Adenine-rich central motif
The centrally located repeat motif identified in this study is defined as an adenine-rich sequence located at positions 16–22 of the repeat (Figure 6). The adenine bases at positions 17–18 likely contribute significantly to this motif, as they were particularly conserved in the non-CRISPR sites of integration (Figure 2). We predict this motif plays an upstream binding role to orient Cas1 and Cas2 in the correct position for integration at the two borders of the repeat, since we found that mutations to this motif (Block 6) significantly disrupted both LR and RS integration sites, as opposed to just one or the other (Figure 5 and Supplementary Figure S10). Our model is supported by other in vitro studies, which demonstrated motifs in the mid-repeat to be important for Cas1 and Cas2 binding to the repeat (33) and completion from half-site to full-site integration (35). In vivo studies have also implicated internal motifs as Cas1 and Cas2 docking sites that coordinate the proper spacing of the paired integration sites (45,46). While the internal motifs identified across different systems vary in location and attributes, they could all be playing a common role to recruit and properly orient Cas1 and Cas2 for accurately spaced integration.

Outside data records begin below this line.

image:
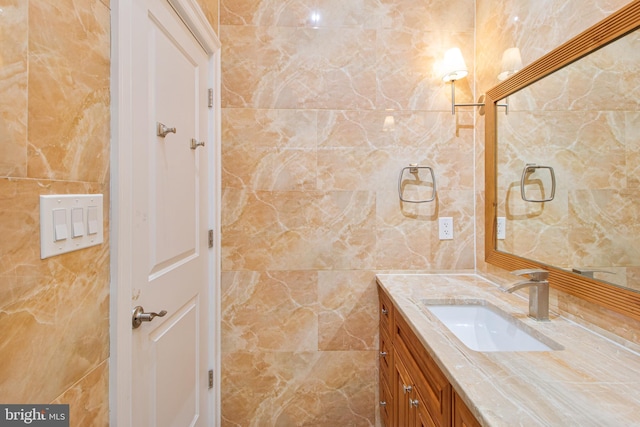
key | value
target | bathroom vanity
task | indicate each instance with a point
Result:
(429, 377)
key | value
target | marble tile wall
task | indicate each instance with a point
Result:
(559, 233)
(54, 138)
(311, 208)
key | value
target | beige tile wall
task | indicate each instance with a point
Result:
(54, 138)
(310, 201)
(536, 28)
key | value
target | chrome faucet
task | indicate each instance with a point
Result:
(538, 285)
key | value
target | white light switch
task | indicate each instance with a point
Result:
(69, 222)
(60, 225)
(77, 222)
(92, 220)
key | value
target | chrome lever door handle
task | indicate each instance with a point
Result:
(195, 144)
(140, 316)
(163, 130)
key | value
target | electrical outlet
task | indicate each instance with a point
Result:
(446, 228)
(501, 231)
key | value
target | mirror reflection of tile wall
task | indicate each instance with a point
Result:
(583, 122)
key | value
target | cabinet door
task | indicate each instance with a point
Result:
(462, 416)
(423, 418)
(402, 393)
(386, 403)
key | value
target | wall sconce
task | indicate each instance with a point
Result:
(454, 69)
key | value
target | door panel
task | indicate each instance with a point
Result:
(170, 213)
(175, 352)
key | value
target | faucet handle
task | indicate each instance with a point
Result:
(537, 275)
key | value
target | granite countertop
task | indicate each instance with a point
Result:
(593, 381)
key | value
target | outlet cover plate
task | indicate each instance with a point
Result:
(446, 228)
(69, 222)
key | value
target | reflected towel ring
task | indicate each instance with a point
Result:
(414, 169)
(530, 168)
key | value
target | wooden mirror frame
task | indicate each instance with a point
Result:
(617, 25)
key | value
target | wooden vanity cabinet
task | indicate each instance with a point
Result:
(413, 390)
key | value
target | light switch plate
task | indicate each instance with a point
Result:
(72, 205)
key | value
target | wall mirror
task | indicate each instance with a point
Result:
(563, 166)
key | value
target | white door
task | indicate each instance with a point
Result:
(170, 359)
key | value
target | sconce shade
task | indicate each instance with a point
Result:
(511, 63)
(453, 66)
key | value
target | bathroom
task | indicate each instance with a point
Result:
(310, 209)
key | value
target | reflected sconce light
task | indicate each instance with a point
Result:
(454, 68)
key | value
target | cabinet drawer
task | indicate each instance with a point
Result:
(431, 383)
(386, 313)
(386, 403)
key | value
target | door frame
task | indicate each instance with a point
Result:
(121, 215)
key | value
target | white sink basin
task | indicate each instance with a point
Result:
(483, 327)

Unique properties of P. furiosus Cas1 and Cas2
Prior work characterizing the integration properties of Cas1 and Cas2 from different organisms and distinct CRISPR types, have revealed variability in mechanisms governing: (i) the order of spacer integration at LR and RS sites and (ii) how integration is directed to the leader-proximal repeat vs. downstream repeats. There is in vitro evidence suggesting that Cas1 and Cas2 from type I-A (36,50), type I-E (32) and type II-A (6,40) systems attack at the leader-repeat junction first followed by integration at the repeat-spacer junction. The affinity of Cas1 and Cas2 for the sequence spanning the leader-repeat junction reported in vitro (32,36,40,50) is presumably what causes this to be the first integration site. In contrast, our results with P. furiosus Cas1 and Cas2 show that full-site integration occurs by an unordered or simultaneous attack at both borders of the repeat (Figures 3 and 4). This difference could be explained by the relative importance of different motifs in the repeat: in systems where Cas1 and Cas2 primarily recognize the leader-repeat sequence, there is sequential integration. In P. furiosus, Cas1 and Cas2 have a much wider recognition zone, spanning sequence elements spread throughout the entire repeat (Figure 2), leading to simultaneous or unordered integration events. Additionally, some systems that do demonstrate sequential integration also report a stable Cas1–Cas2 complex (6,32). While our work shows a clear requirement for both Cas1 and Cas2 for efficient, full-site integration (Figures 3, 4, Supplementary Figure S7), P. furiosus Cas1 and Cas2 do not form a stable complex in vitro (our unpublished results) and instead could be brought together by interacting with the spacer and/or CRISPR repeat DNA elements.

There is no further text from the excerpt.